米メディア「VOA」によると、この現象が脳の中で起きる仕組みが研究されているという。カナダのブリティッシュ・コロンビア大学心理学者カリナ・クリストフ氏(Kalina Christoff)は、人間が眠りに落ちる瞬間や、宙を見つめてボーっとしている時などに、ふと分からなかった問題の答えが思い浮かぶという現象に注目した。
クリストフ氏は、MRIに入っている被験者に、数字を見たらコンピューターのスクリーンを押す、という単純な作業を繰り返し行わせた。こうすることによって、被験者は単純な作業をしながら物思いにふけった時と、何かの仕事に集中している時の脳の働きの違いを見ることができるという。

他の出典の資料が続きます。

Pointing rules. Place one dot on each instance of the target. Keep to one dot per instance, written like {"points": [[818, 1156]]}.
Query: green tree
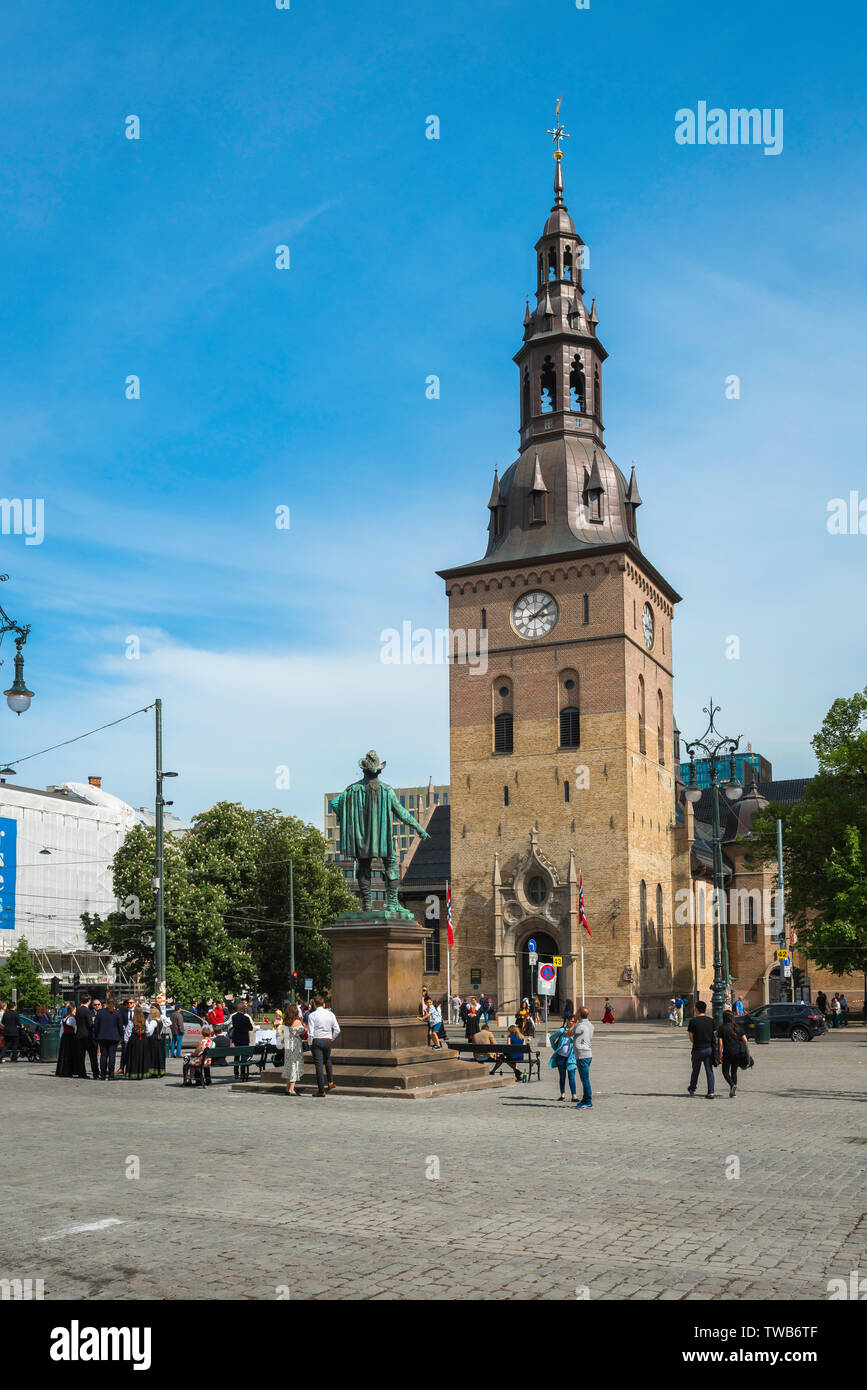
{"points": [[824, 840], [18, 972], [227, 902]]}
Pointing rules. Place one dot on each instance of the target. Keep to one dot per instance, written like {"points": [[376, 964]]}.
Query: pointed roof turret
{"points": [[538, 483]]}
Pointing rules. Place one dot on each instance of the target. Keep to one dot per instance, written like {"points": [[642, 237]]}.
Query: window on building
{"points": [[503, 734], [702, 925], [660, 933], [432, 952], [642, 895], [577, 387], [660, 729], [642, 734], [548, 388], [570, 727], [750, 930]]}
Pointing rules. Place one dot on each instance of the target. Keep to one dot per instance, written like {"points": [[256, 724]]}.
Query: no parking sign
{"points": [[548, 979]]}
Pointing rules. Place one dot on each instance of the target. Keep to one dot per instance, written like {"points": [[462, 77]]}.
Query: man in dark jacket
{"points": [[11, 1026], [84, 1039], [107, 1032]]}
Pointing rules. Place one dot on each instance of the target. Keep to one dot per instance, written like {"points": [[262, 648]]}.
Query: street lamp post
{"points": [[716, 748], [159, 877]]}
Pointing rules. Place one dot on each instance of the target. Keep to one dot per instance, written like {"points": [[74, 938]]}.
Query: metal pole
{"points": [[160, 926], [292, 926], [781, 905]]}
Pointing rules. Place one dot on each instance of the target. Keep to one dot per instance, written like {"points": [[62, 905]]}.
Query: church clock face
{"points": [[648, 626], [534, 615]]}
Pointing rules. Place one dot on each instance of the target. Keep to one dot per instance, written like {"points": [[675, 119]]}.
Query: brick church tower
{"points": [[562, 751]]}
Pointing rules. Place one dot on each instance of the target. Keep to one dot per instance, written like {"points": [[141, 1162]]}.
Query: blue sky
{"points": [[306, 388]]}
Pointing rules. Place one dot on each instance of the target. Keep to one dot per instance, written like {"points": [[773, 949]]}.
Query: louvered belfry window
{"points": [[503, 734], [570, 727]]}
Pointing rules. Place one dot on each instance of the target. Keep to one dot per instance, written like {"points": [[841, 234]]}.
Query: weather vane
{"points": [[559, 131]]}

同氏によると、単純な作業を繰り返しながら脳がボーっとしている時、「default network(何も活動していない時に活動する脳の部分)」がとても活発になる。この部分の脳は、テレビを見たり、鍋をかき回したりなどのシンプルなことを行う時に活発になる部分で、以前からよく知られている。一方、クリストフ氏によると、被験者がボーっとしている時、他の脳の一部、いわゆる「executive network (重要なことを判断する時や難しい問題を考える箇所)も、同時に活発になることに気付いたという。

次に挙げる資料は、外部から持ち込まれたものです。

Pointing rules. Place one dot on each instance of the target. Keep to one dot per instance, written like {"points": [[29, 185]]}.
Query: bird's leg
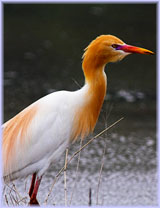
{"points": [[33, 200], [32, 184]]}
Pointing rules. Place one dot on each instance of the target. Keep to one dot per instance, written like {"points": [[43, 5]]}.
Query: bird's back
{"points": [[37, 136]]}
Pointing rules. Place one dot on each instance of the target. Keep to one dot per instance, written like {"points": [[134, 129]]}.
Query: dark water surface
{"points": [[43, 45]]}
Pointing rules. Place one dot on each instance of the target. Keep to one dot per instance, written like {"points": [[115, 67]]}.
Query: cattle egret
{"points": [[37, 136]]}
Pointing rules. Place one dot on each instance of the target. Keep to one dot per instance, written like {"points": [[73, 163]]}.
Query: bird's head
{"points": [[108, 48]]}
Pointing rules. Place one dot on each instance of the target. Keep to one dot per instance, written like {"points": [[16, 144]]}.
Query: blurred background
{"points": [[43, 46]]}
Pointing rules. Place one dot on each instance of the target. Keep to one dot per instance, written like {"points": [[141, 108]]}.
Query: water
{"points": [[42, 54]]}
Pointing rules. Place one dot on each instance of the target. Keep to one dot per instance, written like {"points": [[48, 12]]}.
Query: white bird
{"points": [[37, 136]]}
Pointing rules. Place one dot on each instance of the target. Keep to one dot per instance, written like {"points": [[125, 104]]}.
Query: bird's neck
{"points": [[95, 89]]}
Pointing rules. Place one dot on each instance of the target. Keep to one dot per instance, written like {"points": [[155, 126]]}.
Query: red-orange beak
{"points": [[134, 49]]}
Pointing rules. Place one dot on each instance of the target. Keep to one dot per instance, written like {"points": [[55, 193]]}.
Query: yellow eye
{"points": [[114, 45]]}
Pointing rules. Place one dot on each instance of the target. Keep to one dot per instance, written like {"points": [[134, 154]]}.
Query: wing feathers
{"points": [[14, 135]]}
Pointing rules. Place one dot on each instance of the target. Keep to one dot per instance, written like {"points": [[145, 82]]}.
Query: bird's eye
{"points": [[114, 45]]}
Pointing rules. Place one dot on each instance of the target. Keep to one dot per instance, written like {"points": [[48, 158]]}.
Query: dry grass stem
{"points": [[74, 186], [100, 173], [91, 140], [65, 178]]}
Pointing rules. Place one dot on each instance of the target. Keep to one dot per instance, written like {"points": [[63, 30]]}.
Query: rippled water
{"points": [[128, 176]]}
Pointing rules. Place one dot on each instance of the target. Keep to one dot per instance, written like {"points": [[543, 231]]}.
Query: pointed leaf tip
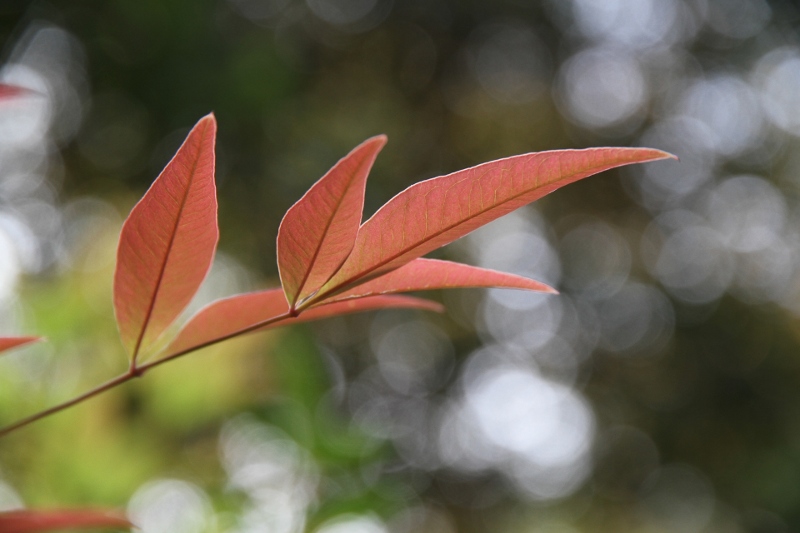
{"points": [[318, 232], [430, 274], [168, 242], [435, 212]]}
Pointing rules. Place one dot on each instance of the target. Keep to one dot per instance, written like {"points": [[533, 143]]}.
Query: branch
{"points": [[134, 372]]}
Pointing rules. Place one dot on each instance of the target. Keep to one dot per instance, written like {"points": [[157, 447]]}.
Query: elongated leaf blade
{"points": [[7, 343], [226, 318], [437, 211], [39, 521], [11, 91], [429, 274], [318, 232], [168, 242]]}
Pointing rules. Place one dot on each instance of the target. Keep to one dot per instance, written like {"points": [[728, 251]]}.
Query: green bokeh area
{"points": [[659, 393]]}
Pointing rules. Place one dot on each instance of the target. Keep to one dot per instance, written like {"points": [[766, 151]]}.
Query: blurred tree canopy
{"points": [[659, 392]]}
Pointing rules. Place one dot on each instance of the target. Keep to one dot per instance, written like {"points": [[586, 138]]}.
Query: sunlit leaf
{"points": [[427, 274], [168, 242], [225, 318], [31, 521], [318, 232], [7, 343], [437, 211]]}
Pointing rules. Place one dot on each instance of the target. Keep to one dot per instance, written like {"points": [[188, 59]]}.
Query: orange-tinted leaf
{"points": [[318, 232], [37, 521], [168, 242], [226, 318], [438, 211], [6, 343], [428, 274]]}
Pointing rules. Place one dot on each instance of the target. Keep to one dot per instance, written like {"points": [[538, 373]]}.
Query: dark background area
{"points": [[659, 392]]}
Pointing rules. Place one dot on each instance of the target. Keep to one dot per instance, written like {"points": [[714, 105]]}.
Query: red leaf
{"points": [[318, 232], [168, 242], [428, 274], [228, 317], [36, 521], [437, 211], [6, 343]]}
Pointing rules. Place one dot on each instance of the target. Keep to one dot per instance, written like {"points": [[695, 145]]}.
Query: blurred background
{"points": [[660, 392]]}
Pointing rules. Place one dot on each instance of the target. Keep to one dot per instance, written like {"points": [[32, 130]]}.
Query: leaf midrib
{"points": [[173, 234]]}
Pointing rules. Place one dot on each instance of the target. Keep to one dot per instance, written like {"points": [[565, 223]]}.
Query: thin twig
{"points": [[134, 372]]}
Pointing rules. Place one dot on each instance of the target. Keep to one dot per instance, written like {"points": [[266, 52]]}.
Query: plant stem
{"points": [[60, 407], [134, 371]]}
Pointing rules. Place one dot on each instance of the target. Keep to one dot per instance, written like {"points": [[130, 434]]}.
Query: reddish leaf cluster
{"points": [[325, 254]]}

クリストフ氏によると、通常は、この2カ所の部分が同時に働くことはないという。しかし、何か単純な作業に没頭して物思いにふける時、脳は特別な働きをするようだ。
同氏は、今回の研究結果について「何かの問題について考える時、集中して考える以外にも、いろいろな脳の部分を働かせて考えることもできる」と話す。
クリストフ氏は、ボーっとしている時に働く直感力について、今後もっと研究を進めていくと話している。ひらめきが必要とされる仕事に従事する人は、要チェックだ。
同研究は、「National Academy of Sciences」に掲載されている。